[闇の音楽の血族]

小学生の時少しメルヘンな音楽の先生がいた。
でも凄い言葉に重みがあるような先生だった。
山田詠美の「僕は勉強ができない」って本があるんだが、
その中で小学校の校長先生と主人公と「生きている」ことについて語り合うんだが、
主人公が校長に噛み付いて、血の味が口の中に広がり、「それが生きている」ということなんだという
ことを「本当に身をもって」教えてくれる先生だった。

その日はインフルエンザが流行っており、後一人早退でもすれば学級閉鎖になる直前だった。
しかも外は大雨で雷も鳴っていた。
本当に女の子が一人体調が悪かったので、
クラスのみんなは授業そっちのけで学級閉鎖に気をとらわれていた。
そんななか1限目の音楽の先生は語った。
というより、一人言を言ってる感じだった。クラスの誰も聞いていなかったし。
でも今、俺は思い出した。何故だろう。わからない。
ここで書かせてくれ。
「先生の血は汚れてるんだ。皆はそんなことないって言うけど、真実は隠せない。
 私の家はね、代々音楽家なんだ。闇の曲を作るね。決して人目に触れない、情動を全開にして
 その情動を爆発させる曲をね。それは一部の貴族・裕福層だけに聞かされるの。
 私のご先祖様はそれに自分の全てを注そいできたわ。でも、本当の「闇」の曲は完成できるか
 どうかはわからないわ。
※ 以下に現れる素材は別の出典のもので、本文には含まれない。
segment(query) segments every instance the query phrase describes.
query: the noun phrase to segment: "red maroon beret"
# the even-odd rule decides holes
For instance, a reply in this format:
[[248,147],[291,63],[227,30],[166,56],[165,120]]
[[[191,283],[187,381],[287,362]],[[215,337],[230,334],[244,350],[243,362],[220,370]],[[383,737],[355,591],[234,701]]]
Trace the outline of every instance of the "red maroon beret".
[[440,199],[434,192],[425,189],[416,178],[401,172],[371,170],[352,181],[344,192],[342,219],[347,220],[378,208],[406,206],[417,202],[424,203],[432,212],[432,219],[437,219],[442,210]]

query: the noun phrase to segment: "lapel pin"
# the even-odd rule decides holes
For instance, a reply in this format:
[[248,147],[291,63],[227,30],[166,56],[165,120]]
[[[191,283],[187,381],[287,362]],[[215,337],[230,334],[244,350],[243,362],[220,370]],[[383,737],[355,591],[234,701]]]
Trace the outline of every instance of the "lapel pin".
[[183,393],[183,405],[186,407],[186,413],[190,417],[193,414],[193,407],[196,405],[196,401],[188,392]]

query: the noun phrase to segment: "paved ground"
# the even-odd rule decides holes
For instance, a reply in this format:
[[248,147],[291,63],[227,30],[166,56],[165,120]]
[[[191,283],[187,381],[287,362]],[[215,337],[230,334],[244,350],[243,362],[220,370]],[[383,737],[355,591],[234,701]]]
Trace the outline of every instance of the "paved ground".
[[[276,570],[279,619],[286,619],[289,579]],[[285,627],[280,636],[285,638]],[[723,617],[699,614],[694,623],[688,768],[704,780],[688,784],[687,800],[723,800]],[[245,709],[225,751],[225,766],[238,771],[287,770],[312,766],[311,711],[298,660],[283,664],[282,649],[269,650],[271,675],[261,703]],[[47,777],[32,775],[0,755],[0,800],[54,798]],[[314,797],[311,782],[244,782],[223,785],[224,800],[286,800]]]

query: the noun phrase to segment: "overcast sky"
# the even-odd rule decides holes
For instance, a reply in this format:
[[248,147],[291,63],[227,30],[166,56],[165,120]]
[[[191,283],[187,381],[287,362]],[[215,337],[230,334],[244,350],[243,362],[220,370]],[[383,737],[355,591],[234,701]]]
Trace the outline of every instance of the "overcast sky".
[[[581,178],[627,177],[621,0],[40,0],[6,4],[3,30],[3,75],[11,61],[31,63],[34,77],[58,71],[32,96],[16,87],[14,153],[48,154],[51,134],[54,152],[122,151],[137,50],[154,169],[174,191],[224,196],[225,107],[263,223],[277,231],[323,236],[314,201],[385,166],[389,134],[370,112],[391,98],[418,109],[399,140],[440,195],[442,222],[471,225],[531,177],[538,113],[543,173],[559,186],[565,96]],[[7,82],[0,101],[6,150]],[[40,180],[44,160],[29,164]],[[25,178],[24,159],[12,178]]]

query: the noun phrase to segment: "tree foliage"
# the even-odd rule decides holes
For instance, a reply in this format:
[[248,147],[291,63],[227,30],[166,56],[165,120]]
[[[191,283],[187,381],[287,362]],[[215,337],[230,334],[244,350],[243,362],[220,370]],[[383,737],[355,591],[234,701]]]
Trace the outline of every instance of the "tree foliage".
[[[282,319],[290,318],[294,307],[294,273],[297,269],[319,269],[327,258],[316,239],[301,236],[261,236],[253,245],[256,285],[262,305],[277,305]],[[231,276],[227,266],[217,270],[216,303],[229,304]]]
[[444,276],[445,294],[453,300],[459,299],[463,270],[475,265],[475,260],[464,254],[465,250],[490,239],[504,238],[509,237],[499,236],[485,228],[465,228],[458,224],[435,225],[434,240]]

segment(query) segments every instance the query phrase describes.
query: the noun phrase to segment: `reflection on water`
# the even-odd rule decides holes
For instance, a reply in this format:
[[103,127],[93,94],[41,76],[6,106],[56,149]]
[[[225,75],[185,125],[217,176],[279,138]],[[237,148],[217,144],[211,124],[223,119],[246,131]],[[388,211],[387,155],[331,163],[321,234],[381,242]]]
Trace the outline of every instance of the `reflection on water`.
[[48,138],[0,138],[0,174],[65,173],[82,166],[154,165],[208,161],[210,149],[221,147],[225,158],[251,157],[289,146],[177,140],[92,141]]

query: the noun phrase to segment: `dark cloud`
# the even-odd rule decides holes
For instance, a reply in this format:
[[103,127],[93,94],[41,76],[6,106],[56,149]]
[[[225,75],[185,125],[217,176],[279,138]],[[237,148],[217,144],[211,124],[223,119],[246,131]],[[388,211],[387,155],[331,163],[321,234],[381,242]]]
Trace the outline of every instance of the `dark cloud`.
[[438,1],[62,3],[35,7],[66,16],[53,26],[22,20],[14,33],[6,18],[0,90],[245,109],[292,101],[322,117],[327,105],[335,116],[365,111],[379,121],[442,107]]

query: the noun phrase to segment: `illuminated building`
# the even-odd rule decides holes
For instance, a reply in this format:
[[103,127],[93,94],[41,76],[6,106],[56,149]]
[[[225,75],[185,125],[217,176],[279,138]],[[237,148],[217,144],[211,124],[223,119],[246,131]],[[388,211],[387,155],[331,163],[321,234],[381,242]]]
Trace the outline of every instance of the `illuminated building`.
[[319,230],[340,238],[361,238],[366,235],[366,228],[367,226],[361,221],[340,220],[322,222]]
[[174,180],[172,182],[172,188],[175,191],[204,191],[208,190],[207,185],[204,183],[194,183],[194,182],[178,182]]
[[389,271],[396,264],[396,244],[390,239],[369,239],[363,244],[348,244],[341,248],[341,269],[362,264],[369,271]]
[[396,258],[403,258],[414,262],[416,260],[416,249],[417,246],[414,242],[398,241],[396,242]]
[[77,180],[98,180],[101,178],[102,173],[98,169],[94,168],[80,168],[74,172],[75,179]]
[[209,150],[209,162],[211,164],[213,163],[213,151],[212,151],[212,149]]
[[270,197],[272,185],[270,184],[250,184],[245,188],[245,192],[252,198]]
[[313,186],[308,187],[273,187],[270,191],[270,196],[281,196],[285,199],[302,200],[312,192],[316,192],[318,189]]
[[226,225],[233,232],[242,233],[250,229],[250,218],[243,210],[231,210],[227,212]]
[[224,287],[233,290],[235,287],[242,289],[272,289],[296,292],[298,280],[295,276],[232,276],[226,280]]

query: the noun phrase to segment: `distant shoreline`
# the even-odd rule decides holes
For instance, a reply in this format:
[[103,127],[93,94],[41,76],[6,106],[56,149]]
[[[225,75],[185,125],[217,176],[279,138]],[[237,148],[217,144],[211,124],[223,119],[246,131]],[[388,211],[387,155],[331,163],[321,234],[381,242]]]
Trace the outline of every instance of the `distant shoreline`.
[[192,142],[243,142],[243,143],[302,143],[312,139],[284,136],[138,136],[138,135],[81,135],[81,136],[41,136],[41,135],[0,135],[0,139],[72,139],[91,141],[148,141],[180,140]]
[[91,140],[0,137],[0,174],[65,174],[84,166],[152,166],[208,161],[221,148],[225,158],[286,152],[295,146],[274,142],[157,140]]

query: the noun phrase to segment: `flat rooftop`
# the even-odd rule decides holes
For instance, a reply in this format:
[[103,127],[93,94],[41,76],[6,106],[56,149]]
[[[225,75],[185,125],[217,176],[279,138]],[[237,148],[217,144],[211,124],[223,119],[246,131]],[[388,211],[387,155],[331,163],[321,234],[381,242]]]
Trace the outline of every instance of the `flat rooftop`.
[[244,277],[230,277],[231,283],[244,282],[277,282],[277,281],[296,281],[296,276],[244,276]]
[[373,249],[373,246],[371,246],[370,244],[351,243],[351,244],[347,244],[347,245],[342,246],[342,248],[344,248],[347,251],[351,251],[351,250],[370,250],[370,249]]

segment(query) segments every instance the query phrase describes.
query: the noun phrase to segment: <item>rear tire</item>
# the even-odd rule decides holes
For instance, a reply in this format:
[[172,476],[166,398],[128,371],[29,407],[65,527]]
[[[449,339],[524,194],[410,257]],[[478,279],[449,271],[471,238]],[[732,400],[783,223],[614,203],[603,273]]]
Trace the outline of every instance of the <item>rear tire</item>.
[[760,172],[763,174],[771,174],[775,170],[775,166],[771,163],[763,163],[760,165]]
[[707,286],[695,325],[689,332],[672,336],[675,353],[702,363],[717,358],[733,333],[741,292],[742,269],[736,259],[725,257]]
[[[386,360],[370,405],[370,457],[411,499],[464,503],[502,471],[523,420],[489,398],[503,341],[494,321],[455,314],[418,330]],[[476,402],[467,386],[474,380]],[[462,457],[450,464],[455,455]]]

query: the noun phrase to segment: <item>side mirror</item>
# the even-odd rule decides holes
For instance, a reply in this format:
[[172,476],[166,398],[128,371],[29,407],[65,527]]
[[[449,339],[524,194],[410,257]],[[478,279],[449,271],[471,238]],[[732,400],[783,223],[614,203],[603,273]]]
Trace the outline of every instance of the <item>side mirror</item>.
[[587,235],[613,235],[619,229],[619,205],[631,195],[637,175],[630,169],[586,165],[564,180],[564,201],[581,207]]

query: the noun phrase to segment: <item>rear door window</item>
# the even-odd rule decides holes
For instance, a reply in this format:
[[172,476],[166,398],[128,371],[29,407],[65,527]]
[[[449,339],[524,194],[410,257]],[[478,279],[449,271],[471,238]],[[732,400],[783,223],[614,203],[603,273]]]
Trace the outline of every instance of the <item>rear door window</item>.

私のおじい様は完成することができなかった。
 60年間、それだけを完成させるために生きてきたけど、
 結局自分の全てをさらけ出す情動を譜面に現すことができなかったの。
 私のご先祖様がいままで作った曲は5曲だけ。
 ただ、この5曲が作られるために一体どれだけの時間と努力が注ぎ込まれたかはわからないわ。
 全ての旋律が血の一滴一滴まで沸騰させるまでに感情がこめられているの
 そして作り終えた私のご先祖様は曲を作り終えた後、全員自殺してるわ。
 私のお父さんもそう。

お父さんが死んだのは私が幼い時だったからよく覚えてないけど、毎日、毎日発狂して、
 ピアノの鍵盤を殴りつけていたのを覚えているわ。
 そしていつしか発狂しなくなって、安堵の表情を浮かべてペンを走らせる日々。
 そしていつしかいなくなったの。
 そして発見された。死んだ姿で。一人で。
 私もね、おじい様、おとうさんと同じように曲を作っているの。
 でも、全然だめ。
 ご先祖様が作った曲をピアノで弾いた曲を弾いてみたの。
 あんなに…、なんていうかな、心の全てがそこにむかうとでもいうのかな、
 螺旋階段が天国に向かう中、天使が飛んでるとでもいうのかな。
 螺旋階段に終わりは無いんだ、でも高みに登っていくのはよくわかるんだ。
 で、天使をよく見ると天使じゃないんだ。悪魔のような笑顔の天使なんだ。